Campaigning to become America's first female president, she will hope to attract higher levels of support from white women, more than half of whom voted Republican in 2012.
She might attract more male white voters than Obama.
Yet Democrats run the risk of over-confidence, a mistake made by Republicans following the back-to-back victories of George W Bush.
In those heady days, strategists like Karl Rove spoke assuredly of an emergent permanent Republican majority, only to see Obama score two victories.
More recently, GOP morale has been boosted by the work of the political journalist John Judis, who predicted at the start of the century an "emerging Democratic majority".
In January, Judis penned a revisionist essay headlined "The Emerging Republican Advantage," which argued that the Republican triumph at last November's congressional mid-term elections was "the latest manifestation of a resurgent Republican coalition".
The Republicans were even more dominant among white voters, he observed, which was problematic for the Democrats because they still required between 36% and 40% of the white working-class vote to win the presidential election.

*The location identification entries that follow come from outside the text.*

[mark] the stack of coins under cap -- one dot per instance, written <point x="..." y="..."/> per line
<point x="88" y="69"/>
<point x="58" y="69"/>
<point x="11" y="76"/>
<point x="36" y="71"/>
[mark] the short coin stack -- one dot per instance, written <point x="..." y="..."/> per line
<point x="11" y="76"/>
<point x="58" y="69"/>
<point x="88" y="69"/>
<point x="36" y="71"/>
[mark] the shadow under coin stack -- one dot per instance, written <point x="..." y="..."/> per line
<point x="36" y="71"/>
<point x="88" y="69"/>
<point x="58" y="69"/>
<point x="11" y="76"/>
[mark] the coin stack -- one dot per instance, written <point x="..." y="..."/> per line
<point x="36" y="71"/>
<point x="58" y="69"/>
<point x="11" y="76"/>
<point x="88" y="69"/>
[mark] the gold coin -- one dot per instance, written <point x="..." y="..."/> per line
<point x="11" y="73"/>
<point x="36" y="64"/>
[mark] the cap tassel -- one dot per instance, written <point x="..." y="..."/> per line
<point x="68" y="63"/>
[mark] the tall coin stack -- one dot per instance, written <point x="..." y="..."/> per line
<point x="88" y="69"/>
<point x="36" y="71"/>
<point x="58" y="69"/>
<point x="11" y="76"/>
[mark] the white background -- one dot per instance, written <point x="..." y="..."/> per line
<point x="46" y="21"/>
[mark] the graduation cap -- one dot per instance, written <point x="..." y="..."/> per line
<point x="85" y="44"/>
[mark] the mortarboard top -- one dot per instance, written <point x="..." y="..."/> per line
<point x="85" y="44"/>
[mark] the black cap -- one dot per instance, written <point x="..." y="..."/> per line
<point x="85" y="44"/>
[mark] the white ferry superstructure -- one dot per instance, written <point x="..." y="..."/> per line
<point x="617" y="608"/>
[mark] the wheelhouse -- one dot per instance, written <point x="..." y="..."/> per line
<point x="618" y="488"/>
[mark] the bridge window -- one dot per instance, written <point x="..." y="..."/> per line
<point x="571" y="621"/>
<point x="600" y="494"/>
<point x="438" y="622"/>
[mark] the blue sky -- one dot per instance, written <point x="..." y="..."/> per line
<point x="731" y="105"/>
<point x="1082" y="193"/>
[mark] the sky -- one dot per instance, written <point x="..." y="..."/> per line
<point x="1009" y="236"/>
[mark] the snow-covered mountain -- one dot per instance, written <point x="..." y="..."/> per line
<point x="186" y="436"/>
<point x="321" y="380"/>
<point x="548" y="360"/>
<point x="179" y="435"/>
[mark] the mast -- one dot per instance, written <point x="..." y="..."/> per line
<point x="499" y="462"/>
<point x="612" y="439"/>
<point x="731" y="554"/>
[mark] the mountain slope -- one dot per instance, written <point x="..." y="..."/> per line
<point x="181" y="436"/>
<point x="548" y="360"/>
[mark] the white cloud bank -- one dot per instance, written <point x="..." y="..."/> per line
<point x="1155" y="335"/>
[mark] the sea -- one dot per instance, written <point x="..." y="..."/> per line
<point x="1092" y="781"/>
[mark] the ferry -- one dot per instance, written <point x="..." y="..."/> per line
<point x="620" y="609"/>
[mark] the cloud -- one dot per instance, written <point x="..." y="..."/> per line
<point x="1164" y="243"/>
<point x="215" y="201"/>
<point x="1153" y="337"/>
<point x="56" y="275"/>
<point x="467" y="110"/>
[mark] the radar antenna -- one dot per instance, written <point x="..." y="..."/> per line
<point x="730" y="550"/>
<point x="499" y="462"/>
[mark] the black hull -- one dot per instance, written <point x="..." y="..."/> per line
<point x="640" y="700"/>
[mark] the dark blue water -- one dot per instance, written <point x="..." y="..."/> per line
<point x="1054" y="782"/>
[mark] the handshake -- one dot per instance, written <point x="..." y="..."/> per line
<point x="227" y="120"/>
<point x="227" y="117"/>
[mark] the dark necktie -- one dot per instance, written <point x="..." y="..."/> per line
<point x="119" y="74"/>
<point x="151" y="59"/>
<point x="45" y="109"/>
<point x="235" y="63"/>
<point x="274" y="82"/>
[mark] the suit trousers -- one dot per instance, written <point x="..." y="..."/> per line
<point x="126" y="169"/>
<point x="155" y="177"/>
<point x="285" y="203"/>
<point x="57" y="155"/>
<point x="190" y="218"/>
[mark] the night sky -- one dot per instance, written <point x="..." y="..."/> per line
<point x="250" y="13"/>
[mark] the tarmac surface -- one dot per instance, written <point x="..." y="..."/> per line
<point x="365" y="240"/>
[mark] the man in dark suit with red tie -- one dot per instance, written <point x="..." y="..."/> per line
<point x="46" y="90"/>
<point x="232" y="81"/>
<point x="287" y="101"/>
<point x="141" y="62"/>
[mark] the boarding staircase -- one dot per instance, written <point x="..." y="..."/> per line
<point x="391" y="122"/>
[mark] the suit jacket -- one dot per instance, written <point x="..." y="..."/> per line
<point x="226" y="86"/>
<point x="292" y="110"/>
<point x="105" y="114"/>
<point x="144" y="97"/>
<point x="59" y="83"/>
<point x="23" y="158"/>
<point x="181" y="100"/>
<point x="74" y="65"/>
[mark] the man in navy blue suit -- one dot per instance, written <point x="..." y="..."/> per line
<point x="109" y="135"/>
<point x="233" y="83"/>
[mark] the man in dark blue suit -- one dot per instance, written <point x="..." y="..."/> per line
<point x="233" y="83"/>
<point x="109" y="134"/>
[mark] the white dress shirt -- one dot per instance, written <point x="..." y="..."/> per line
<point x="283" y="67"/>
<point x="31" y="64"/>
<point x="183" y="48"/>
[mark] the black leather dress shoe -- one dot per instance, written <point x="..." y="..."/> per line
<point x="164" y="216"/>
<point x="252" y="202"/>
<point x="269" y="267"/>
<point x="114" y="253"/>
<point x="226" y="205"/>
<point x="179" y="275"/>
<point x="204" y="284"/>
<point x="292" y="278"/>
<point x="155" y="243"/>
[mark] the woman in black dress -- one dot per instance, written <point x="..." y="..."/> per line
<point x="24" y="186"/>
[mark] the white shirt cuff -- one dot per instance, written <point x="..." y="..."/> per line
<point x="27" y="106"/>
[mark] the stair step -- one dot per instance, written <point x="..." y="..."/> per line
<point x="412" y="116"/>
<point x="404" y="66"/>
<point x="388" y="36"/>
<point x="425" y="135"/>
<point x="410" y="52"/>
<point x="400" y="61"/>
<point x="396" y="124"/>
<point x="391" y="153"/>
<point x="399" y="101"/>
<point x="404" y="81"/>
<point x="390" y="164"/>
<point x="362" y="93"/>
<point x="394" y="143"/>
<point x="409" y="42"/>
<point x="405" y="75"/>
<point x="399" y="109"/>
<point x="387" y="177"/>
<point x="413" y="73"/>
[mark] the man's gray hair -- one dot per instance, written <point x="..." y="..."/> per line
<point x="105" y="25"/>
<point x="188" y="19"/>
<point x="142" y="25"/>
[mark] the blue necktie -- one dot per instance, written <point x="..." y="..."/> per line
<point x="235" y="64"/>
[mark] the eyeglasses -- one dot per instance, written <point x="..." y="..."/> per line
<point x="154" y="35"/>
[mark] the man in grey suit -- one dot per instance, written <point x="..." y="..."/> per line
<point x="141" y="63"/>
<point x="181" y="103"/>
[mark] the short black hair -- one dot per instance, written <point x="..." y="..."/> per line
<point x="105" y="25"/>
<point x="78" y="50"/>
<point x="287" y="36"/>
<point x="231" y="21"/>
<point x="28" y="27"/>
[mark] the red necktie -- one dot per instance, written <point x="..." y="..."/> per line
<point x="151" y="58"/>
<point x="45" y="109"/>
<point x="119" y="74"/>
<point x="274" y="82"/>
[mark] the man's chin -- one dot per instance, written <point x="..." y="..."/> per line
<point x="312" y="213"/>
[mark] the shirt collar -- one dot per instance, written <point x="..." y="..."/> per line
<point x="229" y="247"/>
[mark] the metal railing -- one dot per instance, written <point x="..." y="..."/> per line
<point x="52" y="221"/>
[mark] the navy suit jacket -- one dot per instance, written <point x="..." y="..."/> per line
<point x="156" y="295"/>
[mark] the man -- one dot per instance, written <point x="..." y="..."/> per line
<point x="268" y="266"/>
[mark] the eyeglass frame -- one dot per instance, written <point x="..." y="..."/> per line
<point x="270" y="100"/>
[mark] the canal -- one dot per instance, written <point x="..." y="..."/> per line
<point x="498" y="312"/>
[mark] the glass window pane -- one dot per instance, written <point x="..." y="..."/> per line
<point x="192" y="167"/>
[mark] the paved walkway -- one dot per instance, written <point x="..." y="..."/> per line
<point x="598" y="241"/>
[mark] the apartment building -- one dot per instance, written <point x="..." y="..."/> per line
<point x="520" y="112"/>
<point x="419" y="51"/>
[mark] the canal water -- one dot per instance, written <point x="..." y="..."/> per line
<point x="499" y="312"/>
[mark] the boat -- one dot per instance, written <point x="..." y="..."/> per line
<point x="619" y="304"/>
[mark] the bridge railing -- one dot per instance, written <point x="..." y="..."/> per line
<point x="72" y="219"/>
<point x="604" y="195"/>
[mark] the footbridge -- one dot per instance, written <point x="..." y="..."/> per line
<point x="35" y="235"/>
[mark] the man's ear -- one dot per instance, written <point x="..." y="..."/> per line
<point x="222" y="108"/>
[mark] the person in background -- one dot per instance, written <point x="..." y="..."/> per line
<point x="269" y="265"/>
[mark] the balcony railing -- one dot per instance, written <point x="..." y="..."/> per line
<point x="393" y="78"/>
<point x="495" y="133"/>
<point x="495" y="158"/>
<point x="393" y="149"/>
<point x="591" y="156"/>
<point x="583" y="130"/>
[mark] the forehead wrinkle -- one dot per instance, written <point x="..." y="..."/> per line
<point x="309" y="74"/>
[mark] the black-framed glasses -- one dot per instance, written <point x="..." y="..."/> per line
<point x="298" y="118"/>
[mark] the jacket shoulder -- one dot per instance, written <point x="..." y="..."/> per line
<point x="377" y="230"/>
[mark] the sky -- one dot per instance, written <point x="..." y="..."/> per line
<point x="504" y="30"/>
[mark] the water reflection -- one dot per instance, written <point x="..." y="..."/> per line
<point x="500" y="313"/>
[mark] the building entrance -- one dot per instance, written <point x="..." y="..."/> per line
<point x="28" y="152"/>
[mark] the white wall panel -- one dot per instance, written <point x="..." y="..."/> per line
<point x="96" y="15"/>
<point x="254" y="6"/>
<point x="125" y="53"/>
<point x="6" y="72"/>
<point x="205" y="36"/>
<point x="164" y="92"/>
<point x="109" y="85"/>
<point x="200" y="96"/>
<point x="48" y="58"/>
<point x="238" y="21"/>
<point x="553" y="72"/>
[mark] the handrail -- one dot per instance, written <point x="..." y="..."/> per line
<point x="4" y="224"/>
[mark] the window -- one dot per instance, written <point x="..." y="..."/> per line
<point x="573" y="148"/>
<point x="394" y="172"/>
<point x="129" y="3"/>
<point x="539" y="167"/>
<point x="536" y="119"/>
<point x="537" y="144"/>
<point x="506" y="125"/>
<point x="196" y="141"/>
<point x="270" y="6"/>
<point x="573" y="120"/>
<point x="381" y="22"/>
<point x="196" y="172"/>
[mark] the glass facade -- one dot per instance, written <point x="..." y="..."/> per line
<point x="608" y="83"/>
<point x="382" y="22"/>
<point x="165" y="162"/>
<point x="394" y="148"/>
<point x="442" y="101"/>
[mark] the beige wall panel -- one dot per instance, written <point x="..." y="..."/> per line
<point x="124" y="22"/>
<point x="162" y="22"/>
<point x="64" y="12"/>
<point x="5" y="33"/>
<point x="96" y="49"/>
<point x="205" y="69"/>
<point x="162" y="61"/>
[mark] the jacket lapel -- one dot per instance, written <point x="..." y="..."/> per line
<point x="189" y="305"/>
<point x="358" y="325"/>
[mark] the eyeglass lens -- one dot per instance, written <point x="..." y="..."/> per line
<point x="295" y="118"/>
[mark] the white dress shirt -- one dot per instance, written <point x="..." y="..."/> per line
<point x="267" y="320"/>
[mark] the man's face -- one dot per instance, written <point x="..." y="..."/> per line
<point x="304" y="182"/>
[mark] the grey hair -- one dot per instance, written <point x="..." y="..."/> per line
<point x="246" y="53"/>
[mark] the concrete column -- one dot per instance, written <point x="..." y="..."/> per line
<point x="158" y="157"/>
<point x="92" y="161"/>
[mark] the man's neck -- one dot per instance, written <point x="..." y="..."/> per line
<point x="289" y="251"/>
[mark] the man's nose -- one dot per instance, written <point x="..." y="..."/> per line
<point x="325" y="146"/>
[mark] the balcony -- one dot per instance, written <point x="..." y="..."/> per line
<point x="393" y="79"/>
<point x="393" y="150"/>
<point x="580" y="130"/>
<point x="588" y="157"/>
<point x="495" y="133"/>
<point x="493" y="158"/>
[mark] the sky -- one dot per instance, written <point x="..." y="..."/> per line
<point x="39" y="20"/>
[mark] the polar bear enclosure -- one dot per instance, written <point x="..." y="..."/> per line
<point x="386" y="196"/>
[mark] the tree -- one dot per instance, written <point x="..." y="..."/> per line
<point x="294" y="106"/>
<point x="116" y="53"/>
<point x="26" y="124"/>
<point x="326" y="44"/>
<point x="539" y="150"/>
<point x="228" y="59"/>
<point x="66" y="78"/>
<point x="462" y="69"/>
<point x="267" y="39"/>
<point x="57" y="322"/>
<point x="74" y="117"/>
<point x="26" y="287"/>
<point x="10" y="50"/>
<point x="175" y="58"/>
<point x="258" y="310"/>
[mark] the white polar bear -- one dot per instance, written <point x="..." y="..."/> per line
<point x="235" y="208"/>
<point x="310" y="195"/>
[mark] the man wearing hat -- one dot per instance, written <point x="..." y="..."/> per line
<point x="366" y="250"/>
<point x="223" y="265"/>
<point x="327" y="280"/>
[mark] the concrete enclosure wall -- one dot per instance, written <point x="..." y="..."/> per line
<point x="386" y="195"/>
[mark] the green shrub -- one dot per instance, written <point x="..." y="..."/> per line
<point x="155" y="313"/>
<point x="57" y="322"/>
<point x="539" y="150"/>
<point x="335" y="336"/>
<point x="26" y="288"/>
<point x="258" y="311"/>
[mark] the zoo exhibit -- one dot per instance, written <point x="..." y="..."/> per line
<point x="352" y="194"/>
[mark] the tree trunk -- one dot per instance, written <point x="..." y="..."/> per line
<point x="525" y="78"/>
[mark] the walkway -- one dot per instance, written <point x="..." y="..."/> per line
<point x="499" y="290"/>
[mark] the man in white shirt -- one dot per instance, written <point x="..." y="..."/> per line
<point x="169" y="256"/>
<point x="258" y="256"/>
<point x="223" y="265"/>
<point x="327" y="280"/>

But it is always a mistake to equate strength in congressional politics with success in presidential politics.
Often the party with a lock on Capitol Hill has suffered a near lockout at the White House.
Between 1968 and 1992, for instance, the Democrats dominated the House of Representatives.
For that entire era, a Democrat sat in the powerful speaker's chair.
But during that era, the Democrats won just one presidential election, when Jimmy Carter edged out Gerald Ford in 1976.
The electorate that votes in congressional elections is different in size and make-up to that which turns out in presidential polls.
History suggests it will be hard to win three consecutive victories.
Since the war, the Republicans have only managed it once, when George Herbert Walker Bush followed Ronald Reagan into the White House.
Could Hillary Clinton do what no Democrat has done for more than 65 years?